Back to Hall of Fame
Bug report :No Rate Limiting on “Forgot Password” Endpoint
Security Misconfiguration • Aug 25, 2025
Researcher: Vedant lastname
Description
Reported by:
Hi, I'm Vedant tanaji vhatkara, a security researcher passionate about identifying business logic flaws and improving user safety across digital platforms. I discovered this issue during routine testing and believe it poses a serious risk to user accounts and platform integrity.
Video poc : https://drive.google.com/file/d/1bbW_grNQFmQwU3IIAegb5wSINaO1fiaH/view?usp=drive_link
Description: The “Forgot Password” endpoint does not enforce rate limiting, allowing unlimited password reset requests from a single IP address or user account. This opens up multiple avenues for abuse.
Impact
Impact:
1] As an attacker, I can repeatedly trigger password reset requests to flood users' inboxes, causing frustration or locking them out of their accounts.
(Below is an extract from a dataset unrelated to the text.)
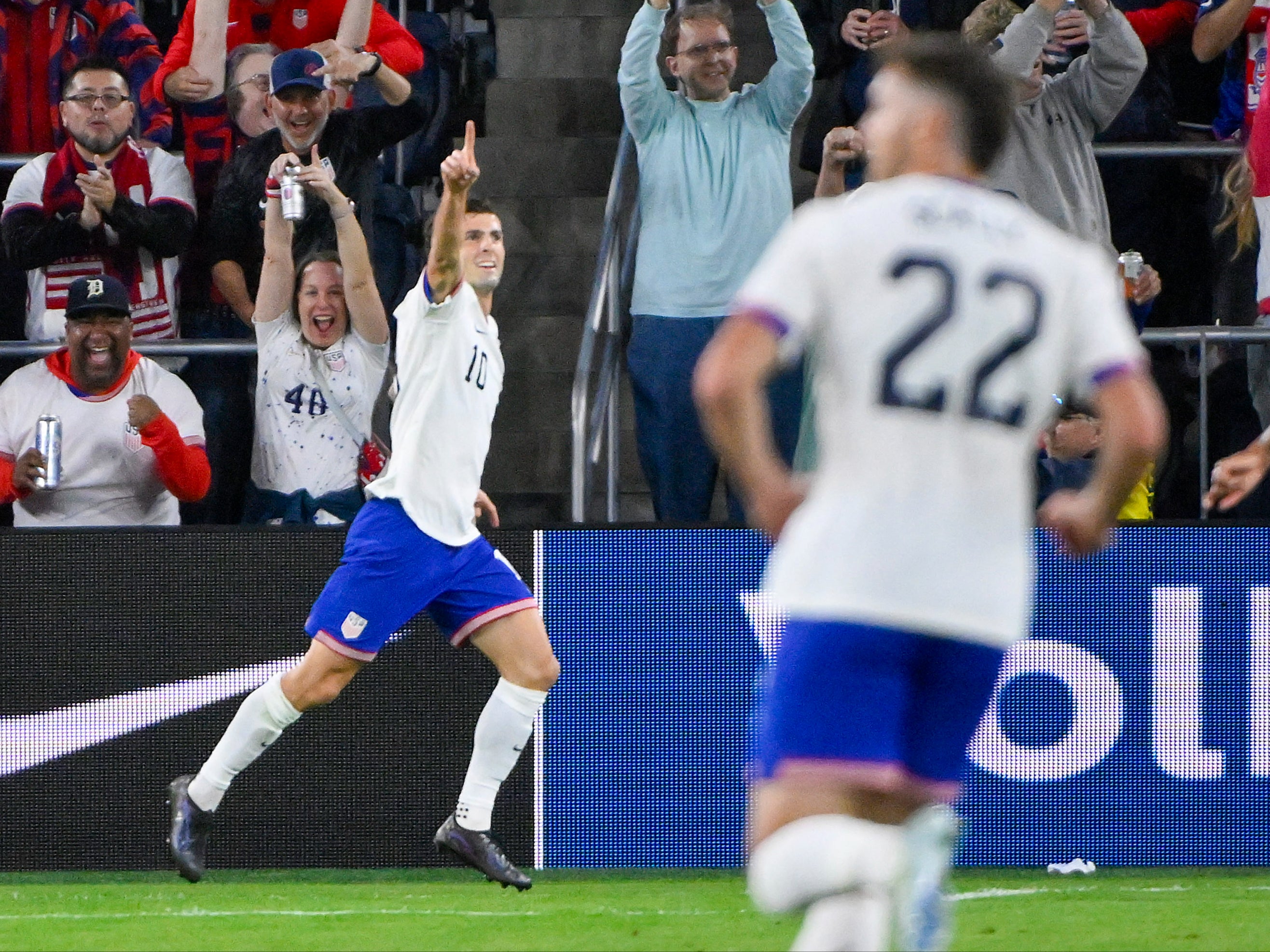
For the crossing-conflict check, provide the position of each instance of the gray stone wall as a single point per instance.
(553, 122)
2] As an attacker, I can perform brute-force attempts on verification tokens or one-time passwords, increasing the chances of unauthorized access.
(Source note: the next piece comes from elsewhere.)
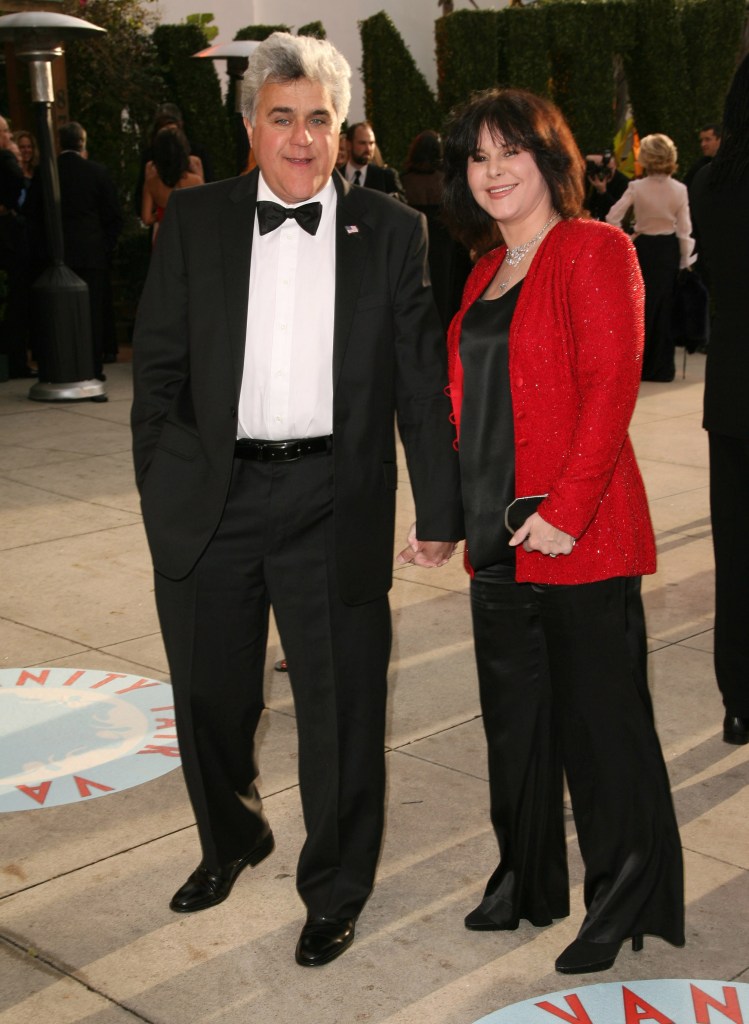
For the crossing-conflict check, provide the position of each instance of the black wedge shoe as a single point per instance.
(588, 957)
3] As an attacker, I can enumerate valid usernames or email addresses by analyzing system responses to my reset requests.
4] As an attacker, I can abuse the system to send bulk SMS or emails, racking up massive service costs for the platform.
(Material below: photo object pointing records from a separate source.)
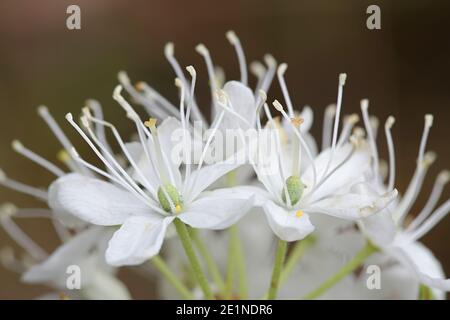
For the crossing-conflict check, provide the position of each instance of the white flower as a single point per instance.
(85, 250)
(146, 199)
(290, 195)
(388, 229)
(65, 217)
5]As an attacker, I can overload the backend infrastructure, potentially causing denial-of-service (DoS) and disrupting service for all users.
Suggested Fix
Recommended Mitigation:
Implement rate limiting per IP and user (e.g., max 3 requests per hour).
Add CAPTCHA or other bot mitigation controls.
Monitor and alert on unusual password reset traffic patterns.